The façades of 80 buildings overlooking the Garden Ring and 27 nearby courtyards have been renovated. In all, 53,500 square metres of asphalt-concrete coating have been replaced there, as well as 7,700 running metres of curbstones, 1,300 square metres of rubber coating at playgrounds and 27,300 square metres of lawns. Moreover, local courtyards will receive 114 small architectural forms and pieces of street furniture. All these improvement projects were drafted by popular demand.
In all, 602 trees, including birch, maple, rowan, apple, katsura, elm and shadbush, as well as 18,000 shrubs, will be planted between Arbat and Dolgorukovskaya Street. They will divide pedestrian zones and the carriageway, shield pedestrians from dust and noise and improve safety and comfort.
The 2016 My Street programme
In 2011–2015, the city renovated 142 streets and roads measuring over 193 kilometres long, and continued to create modern pedestrian zones, a Moscow Government priority since early 2016.
This spring, the city launched a new stage of the My Street programme covering 61 local streets with a total length of 45.2 kilometres and seven Moscow Ring Road interchanges with radial routes.
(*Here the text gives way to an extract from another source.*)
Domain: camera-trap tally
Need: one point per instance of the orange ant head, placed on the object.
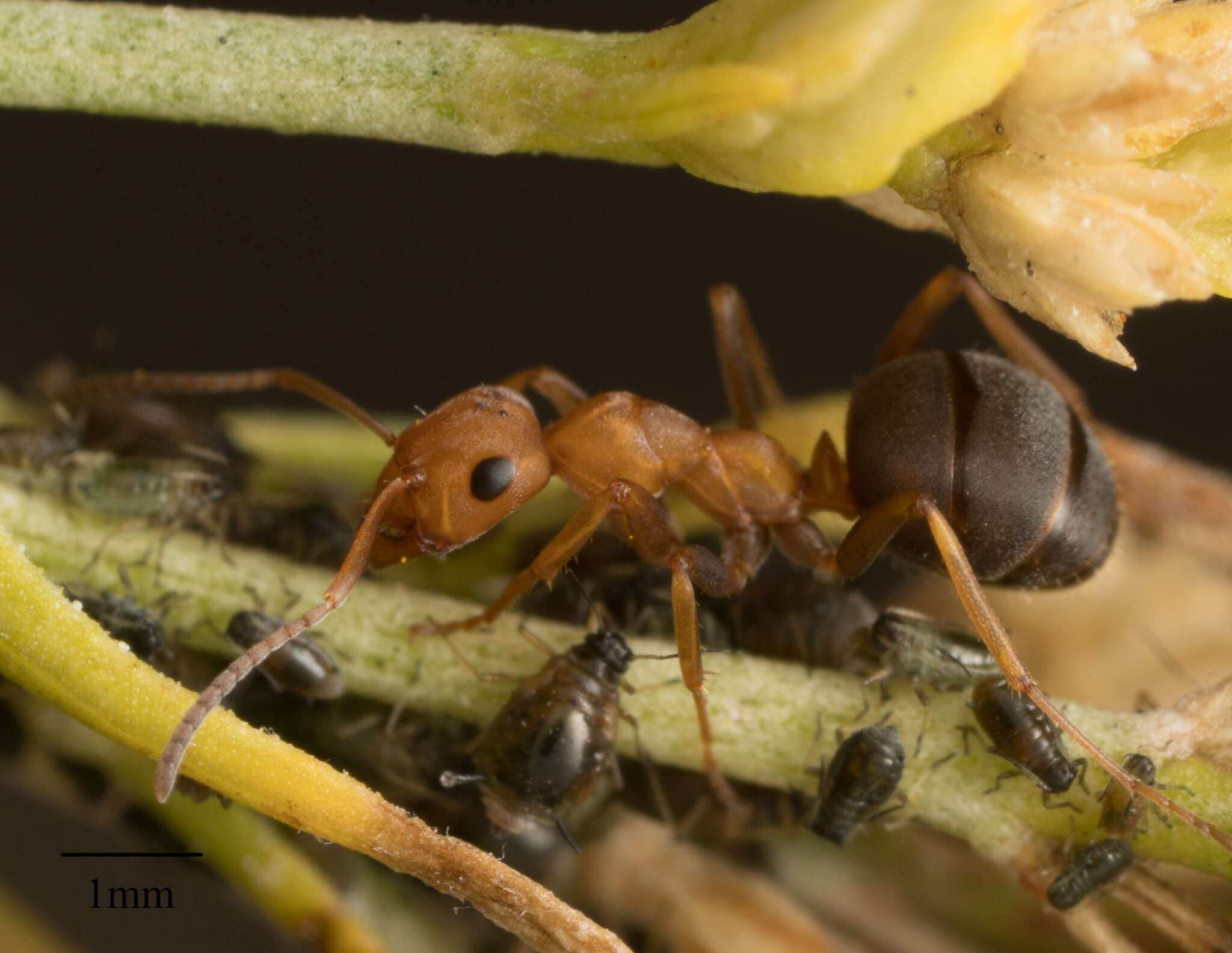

The main work has been completed on all of them.
The following main renovation and improvement objectives are stipulated:
- Make city streets recognisable;
- Make them more accessible, including for people with disabilities;
- Make streets safer for pedestrians and cyclists;
- Create ample opportunities for meeting and recreation;
- Overcome the disparity between pedestrian, bicycle and vehicle traffic;
- Streamline parking.
Under street improvement projects, the city is widening pavements, installing additional lamps, planting new trees and shrubs, installing benches and other small architectural forms and street furniture, setting up rest and recreation areas, upgrading vehicle parking and advertisements, installing cable networks, placing overhanging wires underground, washing and renovating the façades of buildings and renovating nearby courtyards.
The following plans were stipulated for 2016:
- Widen pavements in central Moscow by an average of three metres on streets that are being renovated;
- Resurface 369,000 square metres of pavements and 647,000 square metres of asphalt-concrete carriageways;
- Install 2,220 lamp posts and 1,962 small architectural forms, including benches and waste bins;
- Plant 2,875 trees and 55,000 shrubs;
- Renovate the façades of 450 buildings;
- Install 477.6 kilometres of cable network tunnels.